The premise came from Dave Marsh, the panel moderator, saying that there wasn’t enough of it around anymore. I disagreed. Here’s what Austin360 quoted me as saying:

“Music journalists won’t come close and can’t compete with blogs and bulletin boards. And if you don’t think you’re competing with them, you’re delusional. They shape opinion whether you like it or not. Bloggers have much more influence than you think.”

Not exactly what I said though I do insist that you ignore blogs’ influences at your own peril. What I really said was that writers in mags and pubs can’t compete with blogs and online forums in terms of snark because these places usually don’t have editors or moderators and so, anything goes. Of course, that’s a good thing as you have a lot of unconventional voices speaking up but it’s also a bad thing as some of these voices should have shut up in the first place.
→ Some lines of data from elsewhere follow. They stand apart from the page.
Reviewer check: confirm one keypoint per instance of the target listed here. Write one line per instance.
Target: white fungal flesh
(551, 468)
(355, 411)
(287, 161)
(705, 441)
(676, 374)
That’s just the nature of the First Amendment, right?

Another topic that got a little mangled during our discussion was Twitter, aka the hot online forum now, which of course is also experiencing a backlash. I was saying during the panel that print publications are shrinking word counts so much that a medium like Twitter was a good place where you could practice trying to say something significant in a small framework. Somehow that got twisted into me saying that Twitter itself was the future of journalism and would replace longer reviews. That ain’t the way I see it though just as with other forms of writing, I don’t see why Twitter can’t extend our way of communicating about our favorite music.

Zines, like Perfect Sound Forever, also came up in the conversation. Marsh asked why I started mine and what the purpose was. I started PSF ’cause I was bored and lonely (definitely not anymore) and I wanted to shed some light on good performers from the past and present (and maybe future) who hadn’t gotten enough recognition. In terms of our snark topic, my feeling was that many zines don’t doll out bile (unless it’s towards major publications or what’s seen as fat-cat artists) because their reason to be was to talk about things that the editors didn’t think were getting adequately covered elsewhere. That kind of void usually leaves little room for snark (unless your Maximum Rock’n’Roll).

Going back to Marsh’s basic premise of why there’s less snarky music journalism out there, I had two theories: 1) right now, many writers and editors are too worried about their jobs to be too critical, 2) many other writers are worried about being cut off from promo lists if they get too mean in their reviews (of course, there’s the magic of downloading to overcome such concerns).

I do think there’s room for negative comments and thumb’s down- after all, do we really just wanna read how every album’s great? In fact, there’s room for good negative constructive journalism- the best recent example is Carl Wilson’s 2004 article about Prince Paul’s The Politics of Business album and why it’s failure was significant. And of course, there’s the other end of the spectrum like Pitchfork’s thoughtless take downs of Black Kids and Travis Morrison. But just so you think that there isn’t room for funny snark out there, I do like PF’s slap at Jet. It’s juvenile but it’s also pretty damn hilarious and in its own way, much more creative than paragraphs of prose dumping on the album would have been.